The U.S. has good reason to be fed up with the WHO. While the full extent of its complicity is unclear, evidence has emerged confirming that the WHO covered up the severity of the virus early on. It later refused to allow Taiwan, the nation that was most successful in fighting COVID-19, to participate in last month’s meeting of member nations, apparently caring more about deference to China than the “world health” that its title mandates. This is just another demonstration of the WHO’s growing tendency to override the sovereignty of member nations and instead to act with its own agency and agenda. This same agenda led the WHO to name abortion services “essential” in Coronavirus aid policy, ignoring direct protests from the U.S. as well as the clear consensus against an international right to abortion established by ongoing UN debate.
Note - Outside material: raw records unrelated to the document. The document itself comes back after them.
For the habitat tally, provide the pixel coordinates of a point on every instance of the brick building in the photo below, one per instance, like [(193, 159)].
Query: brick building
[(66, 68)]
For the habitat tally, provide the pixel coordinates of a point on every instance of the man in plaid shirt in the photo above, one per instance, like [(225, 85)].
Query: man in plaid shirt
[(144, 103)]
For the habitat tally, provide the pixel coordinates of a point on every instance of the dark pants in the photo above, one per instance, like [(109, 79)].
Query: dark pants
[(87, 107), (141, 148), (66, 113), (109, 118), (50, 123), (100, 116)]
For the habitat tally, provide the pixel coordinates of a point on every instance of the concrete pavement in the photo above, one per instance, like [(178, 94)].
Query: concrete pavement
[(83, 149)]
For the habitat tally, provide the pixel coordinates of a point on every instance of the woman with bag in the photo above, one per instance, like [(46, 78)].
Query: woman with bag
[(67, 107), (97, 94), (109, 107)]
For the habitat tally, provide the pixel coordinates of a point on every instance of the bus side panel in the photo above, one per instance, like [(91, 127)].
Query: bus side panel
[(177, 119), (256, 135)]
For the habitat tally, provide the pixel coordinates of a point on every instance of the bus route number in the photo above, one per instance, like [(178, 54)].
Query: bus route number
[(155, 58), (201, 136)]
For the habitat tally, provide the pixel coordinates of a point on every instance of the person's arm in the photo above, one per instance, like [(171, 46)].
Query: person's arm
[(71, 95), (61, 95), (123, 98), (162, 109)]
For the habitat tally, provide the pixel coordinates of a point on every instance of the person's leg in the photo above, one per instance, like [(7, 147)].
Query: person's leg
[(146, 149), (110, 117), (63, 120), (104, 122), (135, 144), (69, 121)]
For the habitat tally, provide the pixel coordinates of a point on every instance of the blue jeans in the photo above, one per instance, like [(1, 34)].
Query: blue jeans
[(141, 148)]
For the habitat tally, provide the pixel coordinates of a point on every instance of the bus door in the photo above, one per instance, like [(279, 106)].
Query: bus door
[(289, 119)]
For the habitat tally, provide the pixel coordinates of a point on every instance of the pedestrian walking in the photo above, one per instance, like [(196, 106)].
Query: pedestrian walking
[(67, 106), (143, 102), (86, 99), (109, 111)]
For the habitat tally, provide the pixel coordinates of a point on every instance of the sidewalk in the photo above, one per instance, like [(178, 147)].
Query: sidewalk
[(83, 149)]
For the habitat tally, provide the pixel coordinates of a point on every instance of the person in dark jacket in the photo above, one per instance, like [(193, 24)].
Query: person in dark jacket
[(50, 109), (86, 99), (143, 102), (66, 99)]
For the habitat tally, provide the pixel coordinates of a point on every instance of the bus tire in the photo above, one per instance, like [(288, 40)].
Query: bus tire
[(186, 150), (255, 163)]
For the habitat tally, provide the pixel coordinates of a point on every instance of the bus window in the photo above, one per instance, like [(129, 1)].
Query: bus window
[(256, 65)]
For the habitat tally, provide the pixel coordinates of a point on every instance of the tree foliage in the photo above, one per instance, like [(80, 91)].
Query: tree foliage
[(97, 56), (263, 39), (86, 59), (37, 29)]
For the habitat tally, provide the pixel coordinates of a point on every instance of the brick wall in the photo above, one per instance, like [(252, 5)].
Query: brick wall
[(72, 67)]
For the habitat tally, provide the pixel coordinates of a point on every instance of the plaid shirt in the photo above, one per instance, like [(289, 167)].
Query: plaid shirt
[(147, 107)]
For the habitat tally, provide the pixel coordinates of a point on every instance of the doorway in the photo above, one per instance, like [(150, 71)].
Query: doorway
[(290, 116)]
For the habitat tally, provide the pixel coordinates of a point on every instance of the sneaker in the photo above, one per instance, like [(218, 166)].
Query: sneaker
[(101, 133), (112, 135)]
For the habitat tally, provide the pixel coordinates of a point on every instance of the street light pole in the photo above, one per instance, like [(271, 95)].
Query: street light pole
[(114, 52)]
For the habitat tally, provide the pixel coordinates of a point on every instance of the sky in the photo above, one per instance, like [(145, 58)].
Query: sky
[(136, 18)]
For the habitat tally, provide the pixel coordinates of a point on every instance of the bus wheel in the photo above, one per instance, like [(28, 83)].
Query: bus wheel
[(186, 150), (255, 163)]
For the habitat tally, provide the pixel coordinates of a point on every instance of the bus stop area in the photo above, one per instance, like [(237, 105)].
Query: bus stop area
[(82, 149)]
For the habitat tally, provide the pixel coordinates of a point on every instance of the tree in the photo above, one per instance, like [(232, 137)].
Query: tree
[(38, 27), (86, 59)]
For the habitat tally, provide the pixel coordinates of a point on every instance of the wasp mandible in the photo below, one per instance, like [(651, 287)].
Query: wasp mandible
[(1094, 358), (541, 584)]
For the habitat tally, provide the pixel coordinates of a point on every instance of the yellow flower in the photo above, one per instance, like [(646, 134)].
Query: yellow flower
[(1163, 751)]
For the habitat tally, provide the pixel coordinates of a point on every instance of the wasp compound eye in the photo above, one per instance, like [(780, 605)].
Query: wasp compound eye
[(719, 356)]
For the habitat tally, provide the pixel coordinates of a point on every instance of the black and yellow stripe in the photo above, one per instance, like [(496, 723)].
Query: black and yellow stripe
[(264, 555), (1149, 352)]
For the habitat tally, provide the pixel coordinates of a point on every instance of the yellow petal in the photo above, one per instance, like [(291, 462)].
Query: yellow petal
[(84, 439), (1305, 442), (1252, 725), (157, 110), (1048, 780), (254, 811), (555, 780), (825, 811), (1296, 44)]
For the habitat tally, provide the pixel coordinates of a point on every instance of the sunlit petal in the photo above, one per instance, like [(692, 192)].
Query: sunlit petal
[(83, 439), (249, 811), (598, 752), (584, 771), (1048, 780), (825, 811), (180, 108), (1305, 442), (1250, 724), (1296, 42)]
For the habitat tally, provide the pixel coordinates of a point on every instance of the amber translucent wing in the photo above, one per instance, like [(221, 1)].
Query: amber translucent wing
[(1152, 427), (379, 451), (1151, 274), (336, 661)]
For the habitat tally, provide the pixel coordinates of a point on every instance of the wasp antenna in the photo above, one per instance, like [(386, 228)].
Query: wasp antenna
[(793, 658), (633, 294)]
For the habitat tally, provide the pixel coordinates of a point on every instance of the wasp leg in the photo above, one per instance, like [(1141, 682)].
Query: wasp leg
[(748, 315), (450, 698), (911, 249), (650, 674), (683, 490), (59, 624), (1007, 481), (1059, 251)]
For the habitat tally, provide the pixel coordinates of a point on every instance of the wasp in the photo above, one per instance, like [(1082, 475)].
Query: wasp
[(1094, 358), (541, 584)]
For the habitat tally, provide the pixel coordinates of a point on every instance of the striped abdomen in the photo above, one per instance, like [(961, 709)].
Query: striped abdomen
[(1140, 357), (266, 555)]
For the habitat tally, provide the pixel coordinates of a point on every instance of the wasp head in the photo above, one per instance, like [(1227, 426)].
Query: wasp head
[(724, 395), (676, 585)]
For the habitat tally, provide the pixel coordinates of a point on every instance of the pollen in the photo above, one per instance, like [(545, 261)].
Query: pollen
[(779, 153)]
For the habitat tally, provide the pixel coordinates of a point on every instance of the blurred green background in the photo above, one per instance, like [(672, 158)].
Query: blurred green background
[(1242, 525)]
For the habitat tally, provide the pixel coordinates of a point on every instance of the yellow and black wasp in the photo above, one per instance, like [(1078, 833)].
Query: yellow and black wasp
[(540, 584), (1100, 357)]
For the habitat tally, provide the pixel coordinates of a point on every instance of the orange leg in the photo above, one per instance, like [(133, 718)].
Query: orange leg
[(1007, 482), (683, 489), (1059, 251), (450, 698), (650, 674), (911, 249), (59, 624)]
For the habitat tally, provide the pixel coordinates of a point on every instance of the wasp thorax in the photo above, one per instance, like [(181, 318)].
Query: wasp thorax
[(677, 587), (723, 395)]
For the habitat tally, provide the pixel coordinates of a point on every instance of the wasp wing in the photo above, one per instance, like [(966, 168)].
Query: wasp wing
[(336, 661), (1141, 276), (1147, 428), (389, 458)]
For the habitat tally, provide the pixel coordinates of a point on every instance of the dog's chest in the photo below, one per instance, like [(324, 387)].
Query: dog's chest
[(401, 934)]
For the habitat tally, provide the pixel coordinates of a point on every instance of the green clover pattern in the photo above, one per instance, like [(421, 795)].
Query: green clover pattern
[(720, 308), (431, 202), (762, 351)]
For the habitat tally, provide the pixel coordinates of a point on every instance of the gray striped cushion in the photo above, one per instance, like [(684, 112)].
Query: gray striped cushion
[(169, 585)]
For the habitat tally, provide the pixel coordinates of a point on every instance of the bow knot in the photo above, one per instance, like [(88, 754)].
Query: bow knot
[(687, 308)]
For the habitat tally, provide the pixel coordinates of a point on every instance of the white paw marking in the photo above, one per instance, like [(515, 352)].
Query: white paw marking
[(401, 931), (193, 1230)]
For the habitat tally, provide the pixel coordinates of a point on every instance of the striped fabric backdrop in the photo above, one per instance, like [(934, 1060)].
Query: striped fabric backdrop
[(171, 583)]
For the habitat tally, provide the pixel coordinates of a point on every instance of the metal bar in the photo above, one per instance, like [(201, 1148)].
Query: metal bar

The U.S. currently contributes roughly $420 million annually to the WHO, though it has already begun to cut funding from initiatives supporting abortion. At this point, a full withdrawal might have more of an impact than simply defunding the WHO. The U.S. could continue funding those WHO programs that do save and support human life, such as the polio eradication strategy, and humanitarian aid not including abortion, while making the bolder statement of secession. Perhaps the embarrassment and loss of legitimacy would finally push the WHO into taking steps toward genuine reform.
Of course, the move could also backfire if instead of prompting reform, the US’s departure leaves room for China to move in and assert further control. However, since China already seems to exert as much influence as possible while maintaining the institution’s neutral façade, this objection is unconvincing. Rather, the greatest legitimate argument against withdrawal involves the consequences of losing a staunch pro-life advocate in the World Health Assembly. The United States during the Trump presidency has been among the loudest voices calling out the WHO’s violations of international sovereignty, and denounced attempts to include sexual and reproductive rights language in COVID-19 resolutions. If “terminating relationship” means that the U.S. would no longer participate in World Health Assembly proceedings, what member state will take the lead in defending the unborn?
The whole situation is still hypothetical at this point because after two weeks, there has been no formal action to follow up President Trump’s announcement. Regardless, the very suggestion of a withdrawal should be heard as a wake-up call for the WHO, to reconsider their allegiance and priorities, and for Americans, to start paying more attention to the activities of global organizations. WHO’s handling of COVID19 has shown more than ever the need to be wary of placing international bodies on an ideological pedestal, lest it come at the detriment of human rights and dignity.